Evidence kitevidence-folder-template/05-backups-recovery/incident-runbook.md
The "what to do when something is on fire in production" document. Auditors and customer security reviews ask for it; the bigger value is that writing it forces the team to think through worst cases before they happen.
Evidence to keep here
- This runbook — kept current.
- Recent postmortems (if any) — sanitized for sharing externally if needed.
- On-call rotation — current schedule + escalation path.
Master runbook
# Incident Runbook
## Severity definitions
| Sev | Definition | Response time |
| ---- | ----------------------------------------------------------------- | ---------------------------------------- |
| SEV1 | Customer-facing service down, major data loss, or security breach | Page immediately; war room within 15 min |
| SEV2 | Significant degradation for many customers; potential data issue | Page on-call; war room within 1 hour |
| SEV3 | Limited customer impact OR internal-only issue | Ticket; address next business day |
## On-call rotation
- Current schedule: {{PagerDuty rotation link}}
- Primary on-call: see PagerDuty
- Secondary / escalation: see PagerDuty
- Engineering lead escalation: {{name}}
- Security escalation: {{name}}
## SEV1 response procedure
1. **Acknowledge the page** within 5 minutes.
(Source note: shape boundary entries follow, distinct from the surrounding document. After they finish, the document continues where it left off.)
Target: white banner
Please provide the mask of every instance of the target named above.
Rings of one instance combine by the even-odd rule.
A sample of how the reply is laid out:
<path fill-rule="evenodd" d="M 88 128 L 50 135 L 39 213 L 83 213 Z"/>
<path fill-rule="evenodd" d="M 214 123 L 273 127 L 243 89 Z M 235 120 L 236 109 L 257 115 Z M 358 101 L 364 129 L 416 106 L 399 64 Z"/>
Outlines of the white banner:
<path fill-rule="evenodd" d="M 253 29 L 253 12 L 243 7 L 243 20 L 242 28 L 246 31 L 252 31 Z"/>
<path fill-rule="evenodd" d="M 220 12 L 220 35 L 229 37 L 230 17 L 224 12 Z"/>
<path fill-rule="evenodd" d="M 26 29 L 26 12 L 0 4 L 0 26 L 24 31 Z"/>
2. **Declare an incident** — post in {{#incidents channel}} with one-line description + severity.
3. **Spin up a war room** — {{Slack huddle / Zoom / dedicated
incident channel}}. Bring in: on-call, eng lead, anyone with relevant context.
4. **Assign roles**:
- **Incident commander** — coordinates, decides
- **Operator** — drives the actual fix
- **Comms** — customer notifications, status page, internal updates
5. **Triage**:
- What's broken? (specific service / API / data store)
- Blast radius? (customer count, data category)
- Is data being lost or exposed? (security implication?)
6. **Stabilize first, root-cause later**:
- Roll back to last known good if possible
- Failover to standby region if applicable
- Enable read-only mode if write-side is corrupt
7. **Notify** customers via {{StatusPage / email / in-app}} per the threshold:
- SEV1: notify within 30 min
- SEV2: notify within 2 hours
8. **Resolve** and confirm: monitoring back to baseline; spot-check the affected flows
9. **Postmortem** — schedule within 5 business days; sanitize and file in this folder
## Special-case runbooks
### Production database corruption / data loss
1. Take application offline (read-only mode or 503 page)
2. Identify last known good snapshot
3. Follow `restore-test.md` procedure with production target
4. Validate restored DB
5. Bring application back up
6. Communicate data-loss window to affected customers
### Security incident (suspected breach / credential exposure)
1. Revoke the suspect credential immediately (don't wait to investigate further)
2. Rotate all related credentials (derive risk: what could have been accessed?)
3. Pull cloud audit logs for the affected time window
4. Engage security escalation: {{name}}
5. If customer data potentially exposed: notify legal + privacy/comms within 24 hours
6. Document everything; do not delete evidence
### Major cloud-provider outage
1. Confirm the outage on the provider's status page (rule out our own bug)
2. Switch traffic to standby region if multi-region
3. Notify customers via status page
4. Wait + retry plan documented for stateful services
## Postmortem template
```markdown
# Incident Postmortem — YYYY-MM-DD
**Severity:** SEV1 / SEV2 / SEV3 **Duration:** {{start time}} → {{end time}} ({{X minutes}})
**Customer impact:** {{description}}
## Timeline
| Time (UTC) | Event |
| ---------- | --------------------- |
| HH:MM | Alert fired |
| HH:MM | On-call acknowledged |
| HH:MM | War room opened |
| HH:MM | Root cause identified |
| HH:MM | Mitigation applied |
| HH:MM | Confirmed recovered |
## Root cause
{{What broke and why}}
## What worked
{{Things the team did well}}
## What didn't
{{Things to improve}}
## Action items
| Item | Owner | Due |
| ---- | ----- | --- |
| ... | ... | ... |
```
Refresh
Annually unless a real incident happens (in which case the postmortem informs runbook updates).